林莫希望沈凌非今晚能回来,哪怕只是在12点前回来吹灭蜡烛,自己都能没有遗憾地离开了。因为有回忆相伴,林莫满足了,他并不再奢求其他什么了。两个人的事就应该两个人当面说清楚,今后沈凌非要是不乐意见他了,他会主动离开,绝不纠缠,因为沈凌非并不欠他什么,虽然开始时有逼迫,但之后两人在一起,林莫是自愿的。可现在,沈凌非欠林莫一个解释,解释这几次被自己偶然撞见的谎言。
时钟滴答滴答地走着,林莫静静地坐在饭桌边,看着一桌子的小菜早已经凉透了,如同他此刻的心。没有电话,没有短信,自己连跟他说一身生日快乐的机会都没有了吗?当时钟的秒针毫不停留地越过12点时,林莫点起了蜡烛,再一口气吹灭,对着满室冰冷的空气轻轻地说了句“生日快乐”。然后回卧室将买好的钥匙扣拿出来放在桌面上,用清秀的笔迹在生日贺卡上写下要说的话语,压在礼物下方。然后开始收拾自己的东西……
第25章第25章
沈凌非彻夜未归,第二天一大早,林莫拎上来时的旅行包,里面装着林莫从家乡出来时的那几件单薄的衣服以及一些简单的日用品。他给沈凌非留了一张昨夜已写好的便条,将钥匙、行用卡、手机等物一并压在便条上,便头也不回地离开了家门。

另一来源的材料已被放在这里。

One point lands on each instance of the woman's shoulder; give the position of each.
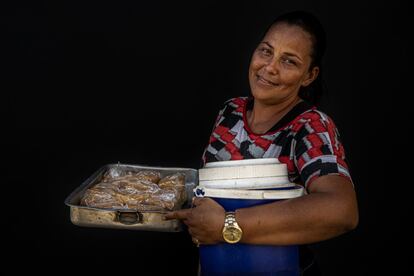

林莫的第一个目的地是自己上班的咖啡屋,跟经理说明家里有急事需辞职回家,在经理和领班的再三挽留下,林莫还是毅然辞职了,领着为数不多的薪水,到火车站买了一个小时只好出发的票,目的地去哪,林莫并不关心,他到火车站附近的银行把卡里剩余的钱全部转进林妈妈的存折里,将百元的零头取出放在身上备用。办好这些,看看时间,离开车只有半个小时了,还有一件事是必须做的,他掏出余额不多的ic卡,拨通了家乡的电话,等到林妈妈接电话,林莫把编好的理由一次性说了出来:“妈,我是林莫,我可能要离开这个城市好长一段时间,我已经把我身上所有的钱转到你的存折里了,可能短时间内没法再给你汇钱了,请你照顾好弟弟妹妹,还有爷爷。”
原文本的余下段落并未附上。